Single stories of LLM success are just as problematic as single stories of LLM failures. As always. The fact is that we have a dangerous tool at hand that absolutely REQUIRES skepticism if you are trying to get *facts* out of it.

I agree that LLMs are extremely likely to impact many areas of work, particularly bullshit work. But as it stands you absolutely cannot use them as fact machines, the results can be catastrophic.

What it does well, among others:

- Scaffolding text, breaking writers block etc.

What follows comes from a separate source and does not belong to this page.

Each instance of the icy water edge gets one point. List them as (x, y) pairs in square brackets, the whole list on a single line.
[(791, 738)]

- Compose basic texts from minimal input, for example for bullshit tasks -> I generated an internal "vision statement" during a Miro workshop for my team by inputting a bunch of bullet points gathered from the team members brain storming. It created a concise, fluid text that everybody liked. It's now the vision statement.

- Point you in good directions, give you ideas

What it does NOT well, among others:

- provide factual responses. all responses MUST be scrutinized because they are likely containing false information. This is very dangerous for society ("Can I take this medicine with this other medicine?")

- Compose creative texts that are coherent and novel. ChatGPT texts can be quite fun but they rarely make sense beyond very superficial screening and convey no deeper message.

However, ChatGPT-like tools are used with a lot of naivety and often blind acceptance instead of using them as tools to aid your work.

textninja · on March 20, 2023

For the most part I agree, but will qualify that the caveats you listed apply to the out of the box version of ChatGPT. I expect these limitations will be overcome by using it as programming substrate and connecting it to other models and APIs.

I am impressed by what we’ve seen from ChatGPT so far, but am especially excited to see what industry does with LLMs as new type of building block.

neuronic · on March 21, 2023

Fully agreed! I suspect that there will always be this subtle risk of catastrophic failure though, something observed in a lot of AI systems. The scrutiny filter may become less relevant but will likely not be less needed to prevent 1 in 10,000 bad responses.

If 100,000 people ask critical questions then 10 people might run into potentially catastrophic consequences. ChatGPT is a powerful tool and will only become more so but it will probably not be perfectly reliable by any means due to the nature of the system.

I am excited for the generative AI future and whatever the hell is still coming. Only those who adapt will survive.

throwaway1851 · on March 20, 2023

I don’t put much stock in the claims about GPT4 “passing” professional exams. Many copies of previously administered exams are available, and the exams are formulaic in their construction (to make them stable, predictable targets).

A compressive copy of the internet brute-forcing its way through an exam (which it may even have digested already) is really not interpretable as performing well on the exam. It’s a meaningless measure because the tests were not designed with this use in mind.